The dose-escalating study was conducted in 53 subjects with chronic hepatitis C. Thirty-nine participants were assigned to receive a single subcutaneous injection of one of three escalating doses of IFN-alpha-XL (12 - 14 patients per dose). The three IFN-alpha-XL groups received an injection of 9 million international units (MIU), 18 MIU, and 27 MIU, respectively. A cohort of 14 patients received three subcutaneous injections of a standard dose of Viraferon(R) (3 MIU) over one week as a comparator. All patients completed the study, and no serious adverse events were reported.

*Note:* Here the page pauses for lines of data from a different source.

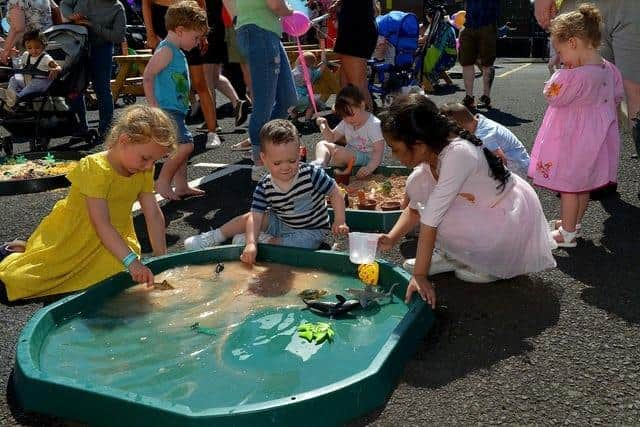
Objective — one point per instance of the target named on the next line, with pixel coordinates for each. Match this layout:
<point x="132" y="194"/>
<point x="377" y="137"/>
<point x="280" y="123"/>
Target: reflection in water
<point x="141" y="340"/>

Adverse events were similar to what has been reported in other studies of interferon therapy and were transient in duration and mild to moderate in severity. Patients receiving IFN-alpha-XL appeared to have fewer adverse events than patients receiving Viraferon, which is marketed in the U.S. as Intron(R) A, even when the weekly dosage of IFN-alpha-XL was at its highest level. Pharmacokinetic data demonstrate that the Medusa formulation provides sustained release of IFN-alpha-XL over one week. Significantly, post-injection serum concentrations (Cmax) of IFN-alpha-XL were lower or equivalent than those observed for Viraferon. This is important in maintaining a concentration that provides therapeutic benefit while reducing side effects.

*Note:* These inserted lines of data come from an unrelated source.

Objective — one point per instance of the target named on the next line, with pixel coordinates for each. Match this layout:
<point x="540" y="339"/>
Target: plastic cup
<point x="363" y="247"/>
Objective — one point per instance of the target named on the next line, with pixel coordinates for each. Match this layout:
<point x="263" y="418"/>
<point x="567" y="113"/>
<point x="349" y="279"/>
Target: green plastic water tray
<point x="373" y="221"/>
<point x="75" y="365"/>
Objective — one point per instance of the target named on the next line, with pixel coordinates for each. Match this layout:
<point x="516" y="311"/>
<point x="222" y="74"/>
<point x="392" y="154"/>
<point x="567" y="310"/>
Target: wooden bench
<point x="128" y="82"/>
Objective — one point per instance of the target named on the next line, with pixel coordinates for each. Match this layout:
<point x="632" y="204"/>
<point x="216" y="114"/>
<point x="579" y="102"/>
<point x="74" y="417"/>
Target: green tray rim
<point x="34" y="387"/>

Dr. R. Kravtzoff, Director of preclinical and clinical development of Flamel Technologies, said: "We are very pleased with the preliminary results of this first clinical study of our long-acting Interferon alpha formulation, IFN-alpha-XL. The data demonstrate that IFN-alpha-XL was well tolerated and did not exhibit the toxicity typically observed with Interferon alpha 2b, even at the highest dose evaluated. The results indicate that reduction in viral load in these high-dose patients, including traditionally hard-to-treat genotype 1 cases, was at least equivalent to that observed in the control group. We are looking forward to sharing these results in greater detail at an upcoming medical conference."

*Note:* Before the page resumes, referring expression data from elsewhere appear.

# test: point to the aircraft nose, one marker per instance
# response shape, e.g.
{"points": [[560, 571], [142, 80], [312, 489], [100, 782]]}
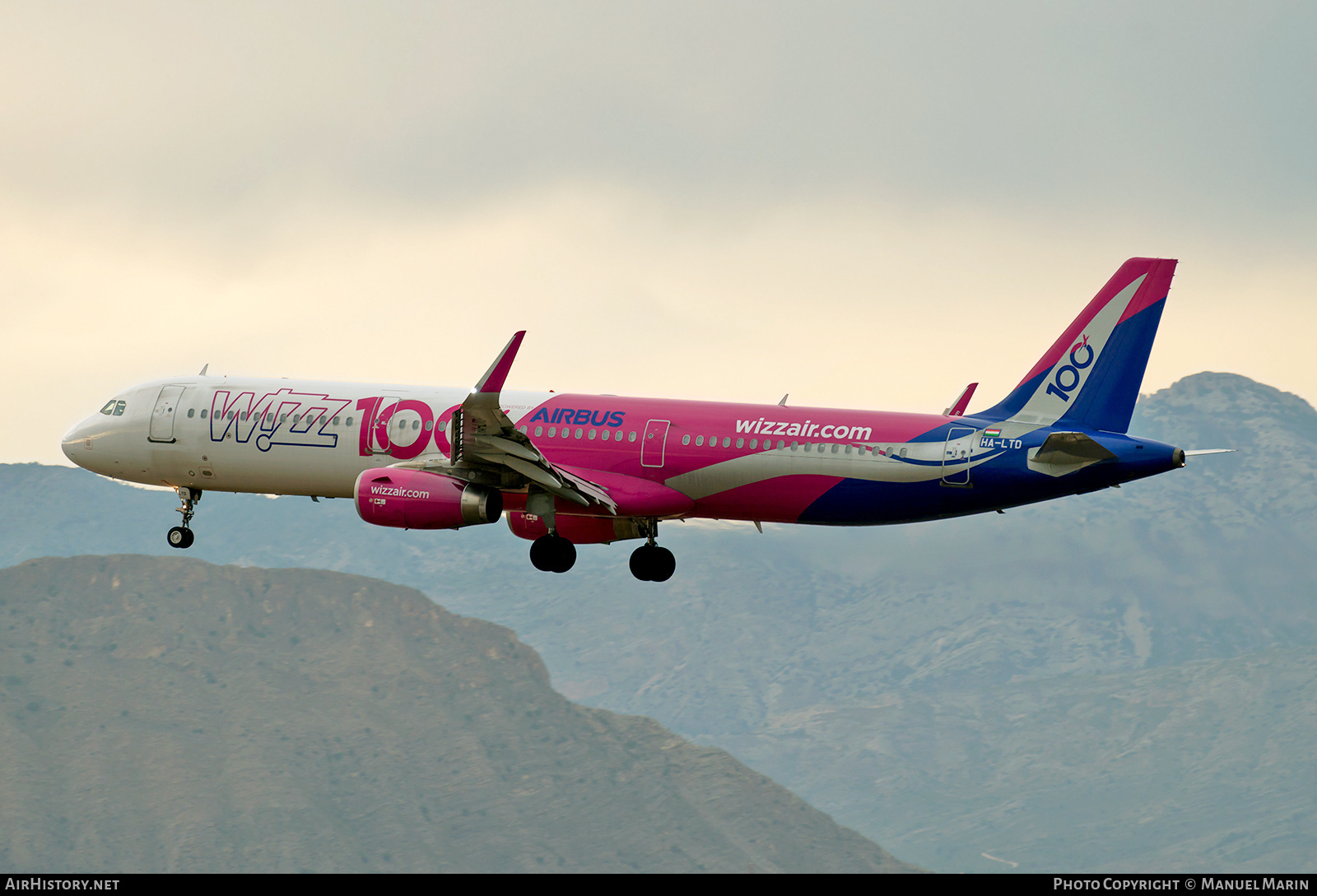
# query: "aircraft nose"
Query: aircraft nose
{"points": [[76, 439]]}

Dr. Kravtzoff continued, "Patients with hepatitis C have significant unmet medical need, with only about half of patients treated with the current standard of care achieving a sustained, meaningful virologic response. We believe that IFN-alpha-XL may provide a new therapeutic option that would provide improved tolerance and patient compliance, leading to improved clinical outcomes."

Based on these clinical results Flamel Technologies is preparing a Phase IIa study in hepatitis C patients, while meeting with large pharmaceutical companies to explore partnership for this important program. A Phase IIa study would be designed to investigate the safety, duration of release and clinical efficacy of IFN-alpha-XL following repeated weekly administration in hepatitis C patients, compared with weekly administration of pegylated interferon alpha.

About IFN-alpha-XL

IFN-alpha-XL is a new formulation of recombinant Interferon alpha-2b based on Flamel's proprietary Medusa(R) nanoparticle delivery system. Medusa(R) is a versatile protein carrier for the development of novel and second-generation long-acting native protein drugs. IFN-alpha-XL is designed to provide patients with a longer acting and more tolerable approach to interferon therapy compared with approved interferon regimens.

About Hepatitis C

Hepatitis C virus is a blood-borne pathogen that causes inflammation of the liver. According to the U.S. Centers for Disease Control and Prevention (CDC) hepatitis C virus (HCV), more than 75 percent of people infected with HCV will develop chronic infections; and 60 to 70 percent of these people will subsequently develop chronic hepatitis. HCV infection is the most common blood-borne viral infection in the United States. Approximately 4 million people in the United States are infected with HCV and the World Health Organization estimates that 170 million people worldwide - 3 percent of the world's population - are infected with HCV.